Monday, January 18, 2010

New York I Love You

It was a beautiful piece of poem, with shortnesses yet varieties. It was a pretty song with separate tones sung harmoniously together. 104 minutes evokes the senses of a strange garden, where every flower you pass effuses a separate fragrance touching flirtatiously your nose, your fingers. A girl of 16 believes in dreams and makes dreams come true. Man and woman at 29 on a nice weathered day fall crazily in love on a stranger's cab ride. You track your charm in the middle of the night over a lost writer's effusive words. A painter comes to New York to find his love, with cheap bread forming his brush and soya sauce being the ink. Couples hand in hand find eternal romance throughout 68 years together. You find love everywhere in New York, as the movie says, love to your partner, to a stranger, to an imaginary idol, to a baby, to an old man, to a Parisian lady, to each and every person around you want to hug.

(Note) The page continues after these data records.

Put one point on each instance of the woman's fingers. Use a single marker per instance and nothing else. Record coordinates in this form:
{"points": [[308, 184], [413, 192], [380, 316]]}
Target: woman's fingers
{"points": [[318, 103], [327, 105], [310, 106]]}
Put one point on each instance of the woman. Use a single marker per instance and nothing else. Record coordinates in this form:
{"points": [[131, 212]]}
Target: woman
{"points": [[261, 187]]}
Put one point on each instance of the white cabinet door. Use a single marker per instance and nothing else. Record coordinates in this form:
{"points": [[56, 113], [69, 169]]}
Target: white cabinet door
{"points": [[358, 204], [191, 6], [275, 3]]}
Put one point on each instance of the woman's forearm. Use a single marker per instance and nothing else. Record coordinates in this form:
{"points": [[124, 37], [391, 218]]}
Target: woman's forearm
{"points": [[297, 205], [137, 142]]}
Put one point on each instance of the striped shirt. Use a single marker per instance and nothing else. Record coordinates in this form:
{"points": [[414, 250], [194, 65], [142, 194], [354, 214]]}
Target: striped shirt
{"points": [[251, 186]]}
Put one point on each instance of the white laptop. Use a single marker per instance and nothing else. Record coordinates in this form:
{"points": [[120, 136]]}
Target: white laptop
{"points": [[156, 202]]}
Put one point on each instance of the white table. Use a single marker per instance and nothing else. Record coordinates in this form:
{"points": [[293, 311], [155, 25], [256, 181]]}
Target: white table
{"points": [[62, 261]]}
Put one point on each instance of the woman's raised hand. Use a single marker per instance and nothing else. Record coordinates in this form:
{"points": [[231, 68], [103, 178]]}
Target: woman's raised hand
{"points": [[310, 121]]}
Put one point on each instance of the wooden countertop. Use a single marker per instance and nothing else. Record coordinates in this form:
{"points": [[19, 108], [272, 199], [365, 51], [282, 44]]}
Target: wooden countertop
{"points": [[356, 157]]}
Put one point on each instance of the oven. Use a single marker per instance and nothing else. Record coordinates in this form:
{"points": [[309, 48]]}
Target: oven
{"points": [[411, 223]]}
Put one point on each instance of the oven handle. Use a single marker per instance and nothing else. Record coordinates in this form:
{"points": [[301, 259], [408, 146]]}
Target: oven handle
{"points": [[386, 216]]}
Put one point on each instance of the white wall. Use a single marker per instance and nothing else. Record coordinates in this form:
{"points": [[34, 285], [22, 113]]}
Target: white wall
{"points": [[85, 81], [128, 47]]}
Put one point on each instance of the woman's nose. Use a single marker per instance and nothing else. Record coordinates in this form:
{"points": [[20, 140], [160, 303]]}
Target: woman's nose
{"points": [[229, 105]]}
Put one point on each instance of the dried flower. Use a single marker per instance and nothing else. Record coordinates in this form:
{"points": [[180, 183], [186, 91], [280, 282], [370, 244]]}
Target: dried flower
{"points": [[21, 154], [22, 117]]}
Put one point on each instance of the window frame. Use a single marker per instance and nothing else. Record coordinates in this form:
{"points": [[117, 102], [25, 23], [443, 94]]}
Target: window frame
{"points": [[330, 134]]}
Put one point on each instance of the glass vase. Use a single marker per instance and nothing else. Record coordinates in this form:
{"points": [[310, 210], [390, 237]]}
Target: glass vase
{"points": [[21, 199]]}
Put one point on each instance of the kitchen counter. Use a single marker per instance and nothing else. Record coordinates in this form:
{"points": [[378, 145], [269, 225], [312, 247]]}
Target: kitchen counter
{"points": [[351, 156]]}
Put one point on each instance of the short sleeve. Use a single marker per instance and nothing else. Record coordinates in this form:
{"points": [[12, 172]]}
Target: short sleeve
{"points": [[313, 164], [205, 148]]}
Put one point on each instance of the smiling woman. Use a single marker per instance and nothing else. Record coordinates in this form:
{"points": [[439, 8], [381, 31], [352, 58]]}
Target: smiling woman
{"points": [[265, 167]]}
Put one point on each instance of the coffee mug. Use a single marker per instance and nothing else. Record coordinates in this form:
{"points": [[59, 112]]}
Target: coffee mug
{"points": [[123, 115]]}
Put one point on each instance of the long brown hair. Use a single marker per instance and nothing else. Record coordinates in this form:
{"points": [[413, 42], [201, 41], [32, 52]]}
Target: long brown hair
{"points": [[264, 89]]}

The movie was full of surprises. Pretty as it was, it left you unsettled. You crave for the warmth to stay by the surprises. You long for random details of the happy-forever-after fairy tale ending. And you stop to wonder, where you are in the midst of this winter. There was the return of a friend with trust. And there was a pretty adventure of warmth, spontaneity and romance. Yet stirring in between was a bridge of pride and freedom or loneliness. Now it arouses, the emptiness of just a phone call away.